Around early of June, I have a problem affecting me a lot. At that time, I cried - and then meditated cos i thought it might help. I also listened to the Dhamma talk a lot more (cos i think it might help too). And both of those things really helped as my mindfulness has come back within a month. The Damma by V.Jayasaro that really impressed me at that time is about 'be patient to do the right thing, though it's not what the liked thing' or 'ทำในสิ่งที่ถูกต้อง แม้ว่าจะไม่ถูกใจ'. He said that we have to be patient to do the right thing, though we are not happy to do it and though we have to be suffered from it. We should not attach to (or identify with) the happiness of mind all the time - we also should not try to avoid meeting unhappiness of the mind all the time too. The first reason is we can control ourselves - not to follow our Kilesa and Tanha that will lead us to the wrong/devil action. The other reason is we might lost a chance to see the nature of mind - impermanent cos no suffering will stay in yor mind forever. We can also learn something new from the suffering that - finally we can pass through it. Then we create a new Sanna (memory) that we can, though we never think we can . When a harder problem happens next time, it will be easy for us to control our mind.

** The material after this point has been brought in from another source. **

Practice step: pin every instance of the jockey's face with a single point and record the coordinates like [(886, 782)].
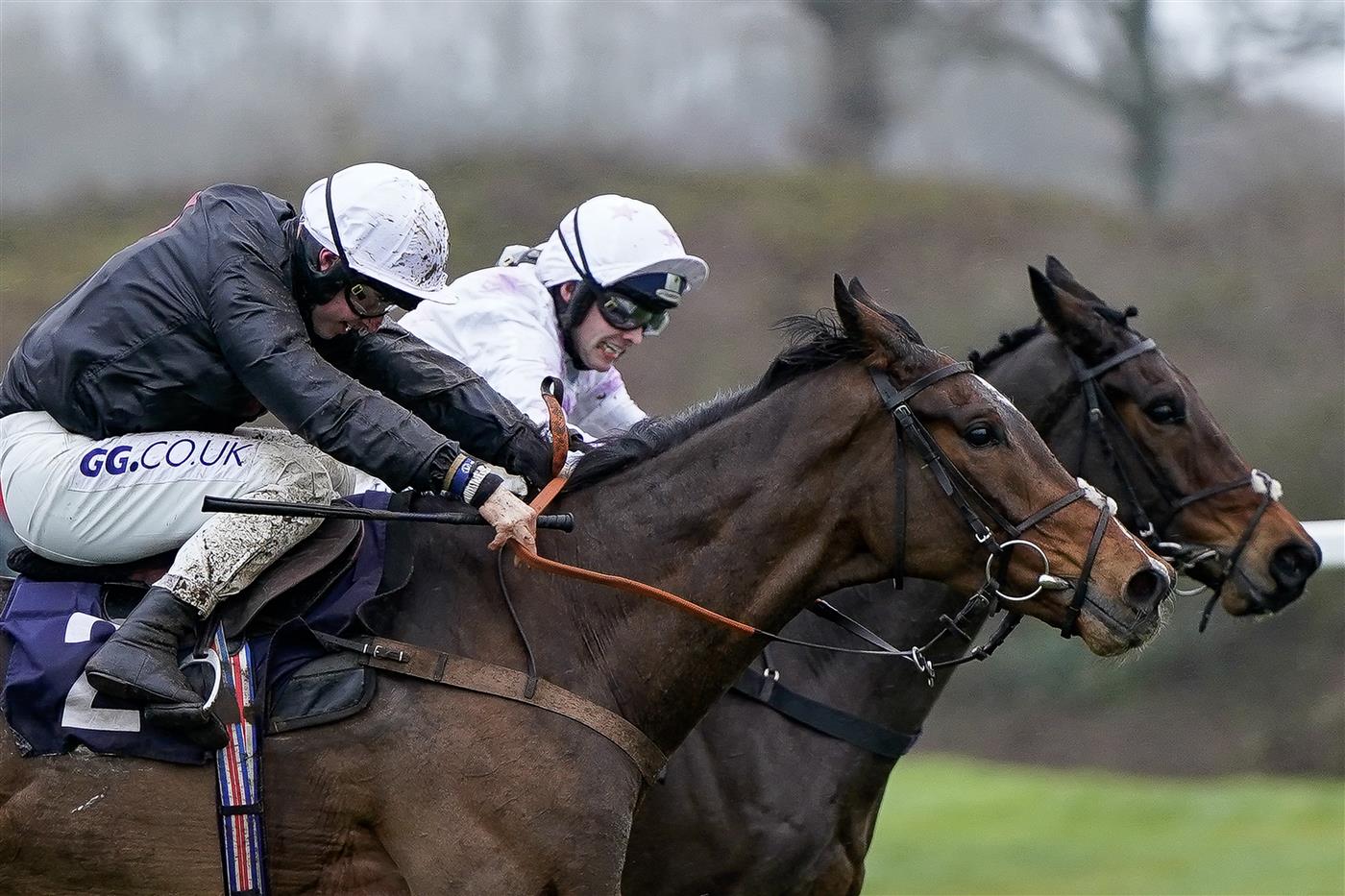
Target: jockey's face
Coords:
[(598, 342), (335, 316), (338, 315)]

After understanding this point, I realize that what happened with me is the very right thing. I have to accept and respect it happily though it caused me suffering for a few weeks. i am now even happy about what has happened cos i can control myself a lot more. If I wanna do stg that seems to be not very good (i.e. calling to talk with a married man) - then I ask myself - are you sure to do it ?- it might make you feel happy for a while but some problems might come after. Then I stop doing it immediately. What helps me to control my mind is my mindfulness that I got from meditation. The more I meditate, the clearer I notice my feeling and the better I control myself.

Thanks for the sufferings that challenge me to be a better person.
Thanks you V.Jayasaro for you clear Dhamma. I will always appreciate you, though I have no chance to meet you.